Co więcej, tego typu osłona może stanowić dobry podkład pod ostateczne pokrycie dachowe w następnym sezonie. Należy jednak pamiętać, że tego typu konstrukcja wymaga dokładnego przygotowania, a w razie wykorzystania jej w późniejszym czasie – również dodatkowego rusztu w celu położenia dachówki. Niestety, rozwiązanie to, choć godne polecenia, jest stosunkowo drogie i nie każdy może sobie na nie pozwolić, zwłaszcza biorąc pod uwagę rosnące ceny materiałów budowlanych.
Zabezpieczenie więźby dachowej przy użyciu plandeki z polietylenu
Alternatywnym i jednocześnie tańszym sposobem zabezpieczenia więźby drewnianej przed śniegiem, deszczem oraz niskimi temperaturami jest wykorzystanie plandeki z polietylenu lub polipropylenu. Montuje się ją za pomocą krótkich listewek bezpośrednio do krokwi. Aby zachować jak najlepszą szczelność należy użyć mniejszych płacht, układając je na zakładkę. Prawidłowo i szczelnie położona plandeka pozwoli zabezpieczyć więźbę dachową na całą zimę.
Membrana dachowa
Prefabrykowana więźba dachowa może zostać zabezpieczona również za pomocą membrany dachowej. Warto jednak pamiętać, że rozwiązanie to jest raczej tymczasowe – folia, z której wykonana jest membrana nie jest przystosowana do znoszenia dużych obciążeń w postaci intensywnych opadów deszczu, śniegu czy gradu. Ponadto słabo znosi długotrwałe działanie promieni UV, z czasem tracąc swoje właściwości ochronne. Takie rozwiązanie nie wytrzyma całej zimy, dlatego należy rozważać je jedynie w przypadku, gdy prace będzie można wznowić w krótkim czasie.

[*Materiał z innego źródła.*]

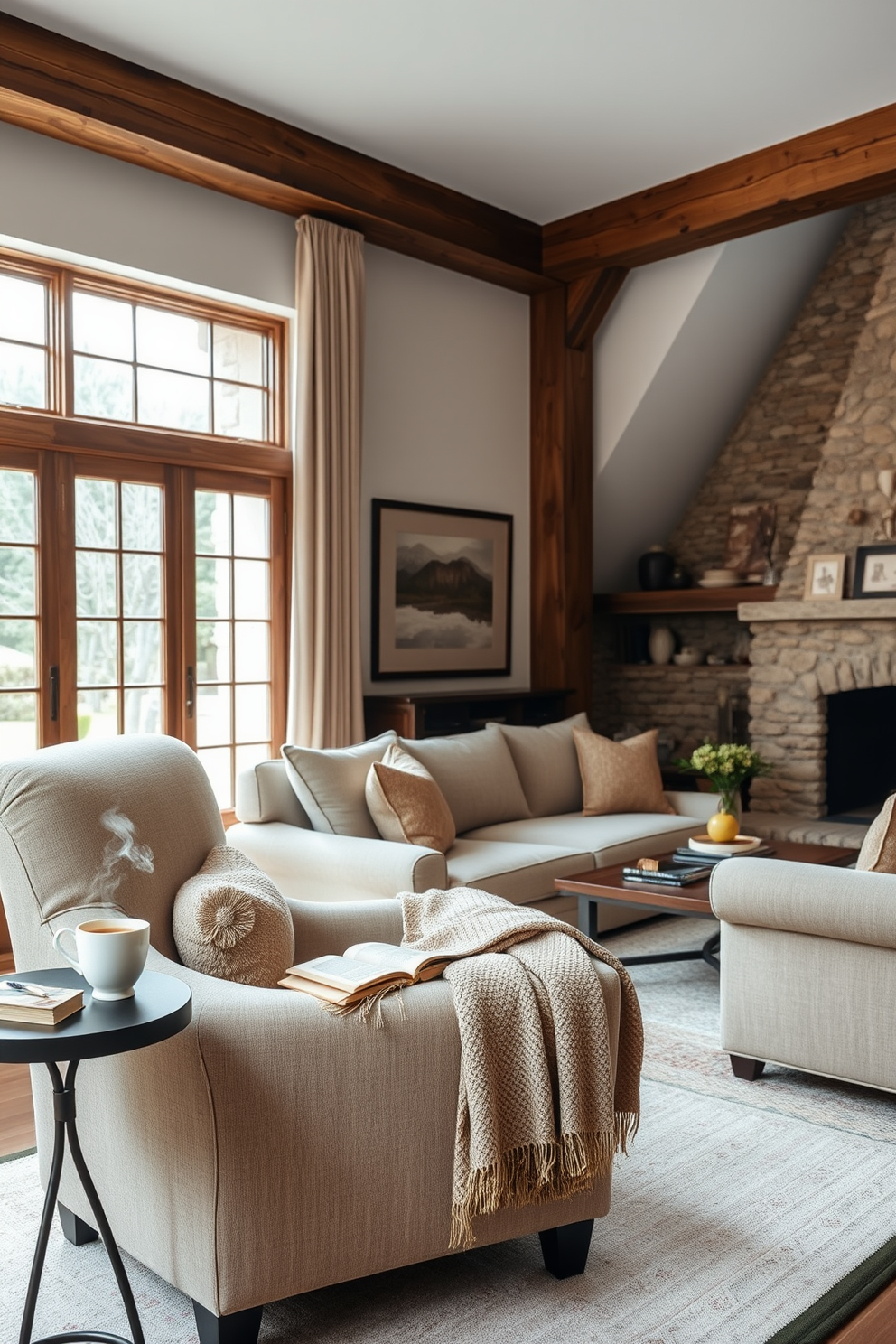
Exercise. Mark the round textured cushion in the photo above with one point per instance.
(231, 922)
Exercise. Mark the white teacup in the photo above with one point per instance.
(112, 955)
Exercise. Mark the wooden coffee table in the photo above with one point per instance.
(607, 886)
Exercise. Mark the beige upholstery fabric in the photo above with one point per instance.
(312, 866)
(406, 803)
(547, 765)
(54, 840)
(265, 1113)
(601, 836)
(330, 785)
(325, 702)
(812, 1003)
(518, 873)
(879, 847)
(807, 966)
(620, 776)
(230, 921)
(264, 793)
(476, 773)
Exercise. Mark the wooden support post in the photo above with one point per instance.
(560, 503)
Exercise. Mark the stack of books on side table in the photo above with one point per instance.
(38, 1005)
(667, 873)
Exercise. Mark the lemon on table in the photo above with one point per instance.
(722, 826)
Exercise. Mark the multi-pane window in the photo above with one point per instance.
(120, 550)
(233, 635)
(24, 341)
(143, 363)
(143, 547)
(18, 613)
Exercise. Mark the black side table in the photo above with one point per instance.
(160, 1008)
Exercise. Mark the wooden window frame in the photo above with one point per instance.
(62, 280)
(58, 445)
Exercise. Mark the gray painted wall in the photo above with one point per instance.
(723, 322)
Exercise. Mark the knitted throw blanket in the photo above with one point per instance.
(539, 1117)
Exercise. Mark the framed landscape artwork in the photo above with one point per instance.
(874, 570)
(441, 592)
(825, 577)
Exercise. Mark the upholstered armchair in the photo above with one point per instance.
(269, 1148)
(807, 968)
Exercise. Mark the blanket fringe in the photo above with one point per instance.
(537, 1173)
(369, 1010)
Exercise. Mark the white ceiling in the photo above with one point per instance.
(542, 107)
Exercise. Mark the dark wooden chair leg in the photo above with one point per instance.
(74, 1228)
(238, 1328)
(747, 1069)
(565, 1249)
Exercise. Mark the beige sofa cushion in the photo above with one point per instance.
(518, 873)
(609, 839)
(620, 776)
(231, 922)
(406, 803)
(476, 773)
(331, 785)
(547, 763)
(879, 847)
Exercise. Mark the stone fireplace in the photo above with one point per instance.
(813, 438)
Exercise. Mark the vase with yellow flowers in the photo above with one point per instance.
(727, 766)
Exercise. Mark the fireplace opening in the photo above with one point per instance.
(862, 751)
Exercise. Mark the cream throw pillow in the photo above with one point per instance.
(231, 922)
(547, 765)
(407, 804)
(620, 776)
(879, 847)
(330, 784)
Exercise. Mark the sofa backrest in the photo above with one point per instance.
(58, 858)
(265, 793)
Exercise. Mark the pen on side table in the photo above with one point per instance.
(35, 991)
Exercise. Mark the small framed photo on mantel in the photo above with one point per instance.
(825, 577)
(874, 570)
(441, 592)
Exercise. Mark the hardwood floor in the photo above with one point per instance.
(876, 1324)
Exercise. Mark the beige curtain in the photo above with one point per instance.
(325, 707)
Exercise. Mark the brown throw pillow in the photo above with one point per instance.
(879, 847)
(407, 804)
(231, 922)
(620, 776)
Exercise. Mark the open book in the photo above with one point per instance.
(42, 1005)
(367, 968)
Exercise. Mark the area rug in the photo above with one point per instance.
(738, 1209)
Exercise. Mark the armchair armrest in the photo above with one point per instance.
(313, 866)
(807, 898)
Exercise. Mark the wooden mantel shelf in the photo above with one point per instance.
(669, 601)
(851, 609)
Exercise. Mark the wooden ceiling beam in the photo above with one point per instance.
(589, 300)
(77, 93)
(851, 162)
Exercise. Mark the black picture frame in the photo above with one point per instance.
(873, 585)
(441, 592)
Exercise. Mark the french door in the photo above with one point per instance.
(138, 597)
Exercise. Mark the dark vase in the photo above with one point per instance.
(655, 569)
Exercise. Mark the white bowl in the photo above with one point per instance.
(741, 845)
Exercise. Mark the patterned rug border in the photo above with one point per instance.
(843, 1302)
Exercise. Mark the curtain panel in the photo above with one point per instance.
(325, 703)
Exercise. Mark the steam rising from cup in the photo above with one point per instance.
(121, 848)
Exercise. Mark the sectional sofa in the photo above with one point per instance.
(516, 798)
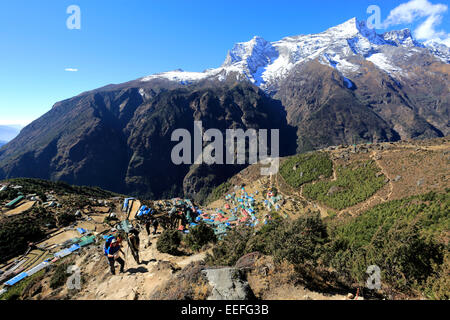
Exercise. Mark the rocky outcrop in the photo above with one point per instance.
(228, 284)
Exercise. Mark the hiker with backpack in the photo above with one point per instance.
(134, 242)
(111, 250)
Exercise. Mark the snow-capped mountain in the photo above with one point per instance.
(265, 63)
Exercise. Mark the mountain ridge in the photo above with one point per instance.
(345, 85)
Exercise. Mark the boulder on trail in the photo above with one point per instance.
(228, 284)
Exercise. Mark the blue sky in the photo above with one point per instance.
(123, 40)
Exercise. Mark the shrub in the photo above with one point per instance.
(15, 233)
(399, 237)
(200, 236)
(353, 185)
(233, 246)
(308, 167)
(169, 241)
(300, 241)
(218, 192)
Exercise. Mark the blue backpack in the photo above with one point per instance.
(108, 241)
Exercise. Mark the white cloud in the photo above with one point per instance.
(415, 10)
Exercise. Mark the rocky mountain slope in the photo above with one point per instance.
(347, 84)
(413, 175)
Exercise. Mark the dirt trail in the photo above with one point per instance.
(138, 281)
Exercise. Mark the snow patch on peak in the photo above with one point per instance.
(402, 38)
(347, 29)
(179, 75)
(438, 49)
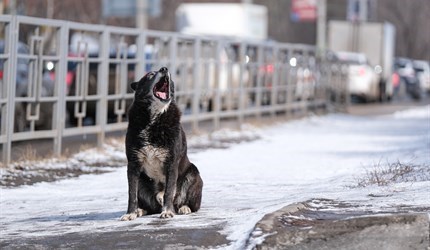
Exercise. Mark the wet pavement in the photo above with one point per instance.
(329, 224)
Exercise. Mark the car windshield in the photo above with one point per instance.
(351, 58)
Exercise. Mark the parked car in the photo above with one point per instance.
(422, 69)
(363, 79)
(408, 78)
(21, 85)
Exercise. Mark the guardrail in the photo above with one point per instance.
(61, 79)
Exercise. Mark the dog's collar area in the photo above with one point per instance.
(162, 89)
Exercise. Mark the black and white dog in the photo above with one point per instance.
(161, 179)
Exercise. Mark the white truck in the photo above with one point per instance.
(238, 20)
(375, 40)
(234, 22)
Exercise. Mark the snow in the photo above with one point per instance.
(316, 157)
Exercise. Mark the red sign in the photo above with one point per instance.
(303, 10)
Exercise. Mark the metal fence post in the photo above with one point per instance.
(197, 84)
(242, 86)
(103, 85)
(216, 101)
(59, 118)
(10, 76)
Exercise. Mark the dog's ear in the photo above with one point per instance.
(134, 85)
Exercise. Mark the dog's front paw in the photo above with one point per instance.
(167, 213)
(160, 198)
(130, 216)
(134, 215)
(184, 210)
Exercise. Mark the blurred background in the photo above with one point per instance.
(410, 18)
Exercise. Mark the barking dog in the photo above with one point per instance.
(161, 179)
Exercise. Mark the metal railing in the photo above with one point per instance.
(61, 79)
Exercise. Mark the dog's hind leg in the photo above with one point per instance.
(189, 192)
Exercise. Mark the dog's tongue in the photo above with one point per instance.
(162, 95)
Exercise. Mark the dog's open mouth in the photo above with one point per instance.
(162, 89)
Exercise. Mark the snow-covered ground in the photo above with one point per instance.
(316, 157)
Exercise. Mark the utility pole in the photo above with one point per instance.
(141, 14)
(321, 26)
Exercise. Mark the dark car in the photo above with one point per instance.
(404, 69)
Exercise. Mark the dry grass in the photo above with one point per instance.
(29, 154)
(383, 175)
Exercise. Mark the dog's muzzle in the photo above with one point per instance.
(161, 88)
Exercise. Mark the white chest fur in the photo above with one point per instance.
(152, 160)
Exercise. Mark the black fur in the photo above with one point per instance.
(156, 149)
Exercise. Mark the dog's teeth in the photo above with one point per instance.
(161, 95)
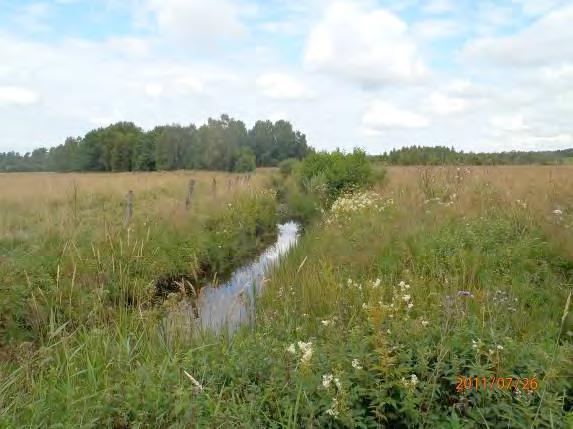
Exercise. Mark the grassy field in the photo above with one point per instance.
(388, 302)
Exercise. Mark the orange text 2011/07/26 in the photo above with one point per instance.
(491, 383)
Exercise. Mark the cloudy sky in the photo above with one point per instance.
(476, 75)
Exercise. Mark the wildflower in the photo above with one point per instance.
(411, 383)
(326, 380)
(306, 349)
(413, 379)
(333, 410)
(337, 383)
(356, 364)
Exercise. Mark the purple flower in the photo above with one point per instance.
(465, 293)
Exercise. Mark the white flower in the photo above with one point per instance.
(413, 379)
(411, 383)
(337, 383)
(306, 349)
(326, 380)
(333, 410)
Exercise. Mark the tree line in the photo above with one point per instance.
(441, 155)
(221, 144)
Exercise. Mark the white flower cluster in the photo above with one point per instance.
(333, 410)
(356, 364)
(411, 383)
(327, 380)
(305, 350)
(345, 206)
(401, 300)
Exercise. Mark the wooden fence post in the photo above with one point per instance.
(190, 189)
(128, 209)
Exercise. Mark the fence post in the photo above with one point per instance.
(190, 189)
(128, 209)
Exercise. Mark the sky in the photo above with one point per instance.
(476, 75)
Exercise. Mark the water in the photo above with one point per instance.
(229, 305)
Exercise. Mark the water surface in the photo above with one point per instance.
(228, 305)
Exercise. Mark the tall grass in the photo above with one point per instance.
(368, 322)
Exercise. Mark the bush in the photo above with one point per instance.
(287, 166)
(246, 161)
(338, 172)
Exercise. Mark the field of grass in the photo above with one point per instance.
(388, 300)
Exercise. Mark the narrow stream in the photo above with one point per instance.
(229, 304)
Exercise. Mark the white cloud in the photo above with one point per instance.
(154, 89)
(382, 115)
(17, 95)
(282, 86)
(442, 104)
(198, 20)
(509, 123)
(435, 29)
(367, 46)
(438, 6)
(547, 40)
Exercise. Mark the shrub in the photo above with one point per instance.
(337, 171)
(287, 166)
(246, 161)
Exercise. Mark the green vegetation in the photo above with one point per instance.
(335, 173)
(395, 291)
(222, 144)
(440, 155)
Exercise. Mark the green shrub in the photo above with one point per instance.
(287, 166)
(246, 161)
(337, 172)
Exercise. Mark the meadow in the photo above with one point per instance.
(394, 297)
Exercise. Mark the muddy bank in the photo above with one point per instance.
(215, 307)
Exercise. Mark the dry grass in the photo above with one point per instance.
(537, 190)
(33, 203)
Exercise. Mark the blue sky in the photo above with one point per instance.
(487, 75)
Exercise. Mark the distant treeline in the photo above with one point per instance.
(440, 155)
(221, 144)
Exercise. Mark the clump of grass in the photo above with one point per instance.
(368, 322)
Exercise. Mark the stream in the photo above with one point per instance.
(230, 304)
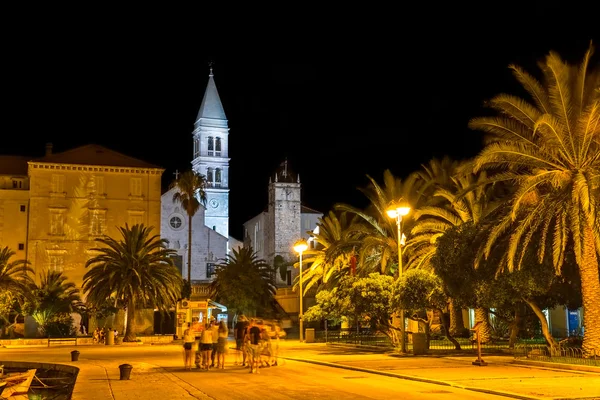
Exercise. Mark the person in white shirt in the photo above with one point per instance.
(206, 346)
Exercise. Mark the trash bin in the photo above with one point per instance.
(125, 371)
(419, 343)
(109, 337)
(309, 336)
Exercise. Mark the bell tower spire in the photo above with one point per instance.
(211, 156)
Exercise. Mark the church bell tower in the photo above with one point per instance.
(211, 157)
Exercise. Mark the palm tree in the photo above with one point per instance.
(243, 281)
(550, 150)
(190, 194)
(330, 259)
(55, 296)
(379, 249)
(137, 270)
(467, 198)
(15, 281)
(14, 275)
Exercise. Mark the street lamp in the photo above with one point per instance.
(396, 212)
(299, 247)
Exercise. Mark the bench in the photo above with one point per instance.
(62, 340)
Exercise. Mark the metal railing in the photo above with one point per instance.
(560, 354)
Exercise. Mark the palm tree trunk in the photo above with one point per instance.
(190, 250)
(130, 330)
(514, 328)
(457, 324)
(448, 333)
(545, 330)
(485, 330)
(590, 294)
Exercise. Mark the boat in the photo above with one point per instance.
(16, 385)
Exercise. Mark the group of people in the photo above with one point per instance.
(211, 346)
(99, 335)
(253, 344)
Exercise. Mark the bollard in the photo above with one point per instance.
(125, 371)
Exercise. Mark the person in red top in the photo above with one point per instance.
(253, 341)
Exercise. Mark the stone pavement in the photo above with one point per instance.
(99, 377)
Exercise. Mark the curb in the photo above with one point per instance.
(416, 378)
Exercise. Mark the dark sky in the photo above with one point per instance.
(340, 95)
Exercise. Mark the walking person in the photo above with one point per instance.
(252, 340)
(239, 333)
(223, 334)
(188, 344)
(206, 346)
(214, 326)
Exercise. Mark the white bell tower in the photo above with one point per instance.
(211, 157)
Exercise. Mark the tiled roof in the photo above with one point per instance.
(13, 165)
(93, 154)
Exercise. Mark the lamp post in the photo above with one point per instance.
(397, 212)
(299, 248)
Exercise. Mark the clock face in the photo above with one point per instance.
(175, 222)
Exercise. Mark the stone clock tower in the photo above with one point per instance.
(284, 215)
(211, 157)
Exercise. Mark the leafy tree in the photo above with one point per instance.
(243, 282)
(377, 232)
(136, 270)
(190, 193)
(14, 275)
(466, 198)
(330, 259)
(419, 291)
(367, 300)
(54, 299)
(549, 147)
(15, 286)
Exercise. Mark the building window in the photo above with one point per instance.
(210, 270)
(196, 147)
(136, 218)
(175, 222)
(56, 263)
(57, 222)
(211, 146)
(58, 184)
(218, 177)
(178, 261)
(218, 147)
(136, 186)
(97, 222)
(99, 185)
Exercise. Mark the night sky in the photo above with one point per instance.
(339, 96)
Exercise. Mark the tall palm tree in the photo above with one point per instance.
(467, 199)
(549, 147)
(15, 276)
(137, 270)
(190, 193)
(243, 281)
(330, 259)
(54, 296)
(379, 249)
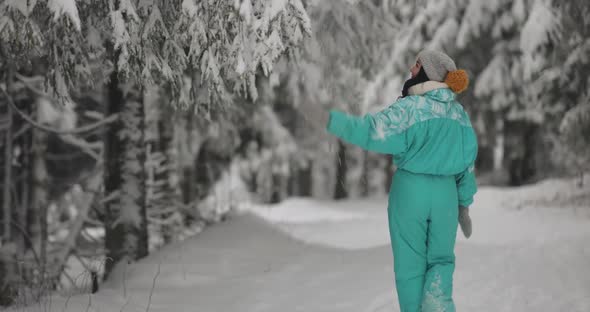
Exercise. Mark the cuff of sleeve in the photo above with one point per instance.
(336, 122)
(466, 202)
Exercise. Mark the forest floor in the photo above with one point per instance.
(530, 251)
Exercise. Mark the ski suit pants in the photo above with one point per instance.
(423, 218)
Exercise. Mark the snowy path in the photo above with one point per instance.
(336, 257)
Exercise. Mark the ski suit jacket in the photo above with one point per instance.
(428, 133)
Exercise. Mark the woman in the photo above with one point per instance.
(434, 147)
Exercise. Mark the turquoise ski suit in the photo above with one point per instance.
(434, 148)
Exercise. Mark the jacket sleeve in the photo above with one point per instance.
(380, 132)
(466, 186)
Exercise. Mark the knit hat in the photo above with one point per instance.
(440, 67)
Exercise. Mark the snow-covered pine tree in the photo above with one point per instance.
(351, 41)
(221, 44)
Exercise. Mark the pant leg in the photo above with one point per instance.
(407, 214)
(442, 231)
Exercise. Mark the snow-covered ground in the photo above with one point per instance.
(530, 251)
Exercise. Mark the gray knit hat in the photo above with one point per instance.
(436, 64)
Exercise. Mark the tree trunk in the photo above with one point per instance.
(8, 289)
(126, 237)
(6, 196)
(40, 200)
(340, 191)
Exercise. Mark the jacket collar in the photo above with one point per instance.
(427, 86)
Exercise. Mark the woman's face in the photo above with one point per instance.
(415, 69)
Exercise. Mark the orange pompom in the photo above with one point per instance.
(457, 80)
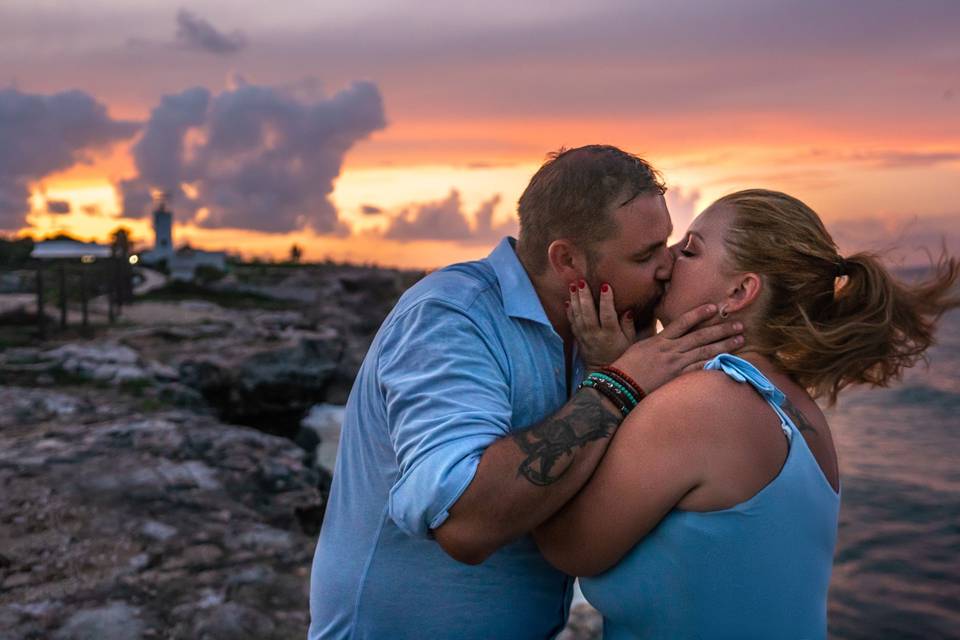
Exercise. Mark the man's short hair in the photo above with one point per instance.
(573, 196)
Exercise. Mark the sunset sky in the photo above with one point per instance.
(402, 133)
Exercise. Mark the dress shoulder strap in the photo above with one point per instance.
(744, 372)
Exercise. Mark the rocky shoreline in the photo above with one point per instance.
(167, 478)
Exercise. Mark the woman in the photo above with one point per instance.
(714, 511)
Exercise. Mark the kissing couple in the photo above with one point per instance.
(517, 421)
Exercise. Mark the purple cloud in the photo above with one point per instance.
(43, 134)
(261, 159)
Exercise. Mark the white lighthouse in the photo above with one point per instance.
(162, 231)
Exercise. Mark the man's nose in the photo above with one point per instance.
(665, 268)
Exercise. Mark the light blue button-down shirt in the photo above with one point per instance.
(466, 357)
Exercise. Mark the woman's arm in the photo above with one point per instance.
(656, 458)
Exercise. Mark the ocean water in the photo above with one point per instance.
(897, 566)
(896, 570)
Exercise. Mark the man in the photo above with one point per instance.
(464, 429)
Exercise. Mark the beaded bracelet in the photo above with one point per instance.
(625, 380)
(621, 387)
(611, 391)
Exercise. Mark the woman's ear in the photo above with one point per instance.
(566, 260)
(745, 292)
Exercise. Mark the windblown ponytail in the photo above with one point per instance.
(828, 321)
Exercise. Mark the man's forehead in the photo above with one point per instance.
(644, 221)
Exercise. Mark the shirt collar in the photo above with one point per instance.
(520, 299)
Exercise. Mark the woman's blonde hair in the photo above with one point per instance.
(830, 321)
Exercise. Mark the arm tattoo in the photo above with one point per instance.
(798, 418)
(554, 439)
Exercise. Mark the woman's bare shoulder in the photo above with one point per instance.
(688, 408)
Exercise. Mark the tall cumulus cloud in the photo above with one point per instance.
(193, 32)
(446, 220)
(252, 157)
(43, 134)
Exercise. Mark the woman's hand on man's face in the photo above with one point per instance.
(602, 338)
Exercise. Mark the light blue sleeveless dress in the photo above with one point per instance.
(760, 569)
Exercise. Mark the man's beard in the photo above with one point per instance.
(645, 315)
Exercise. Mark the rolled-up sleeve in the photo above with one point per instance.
(447, 393)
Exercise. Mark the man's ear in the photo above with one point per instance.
(745, 292)
(566, 260)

Oprócz prawidłowego zabezpieczenia konstrukcji, warto zastanowić się nad koniecznością kontroli wilgotności czy zastosowania dodatkowego ogrzewania w budynku. O ile więźba prefabrykowana zwykle nie potrzebuje dodatkowego zabezpieczenia, o tyle w przypadku więźby tradycyjnej może okazać się to niezbędne.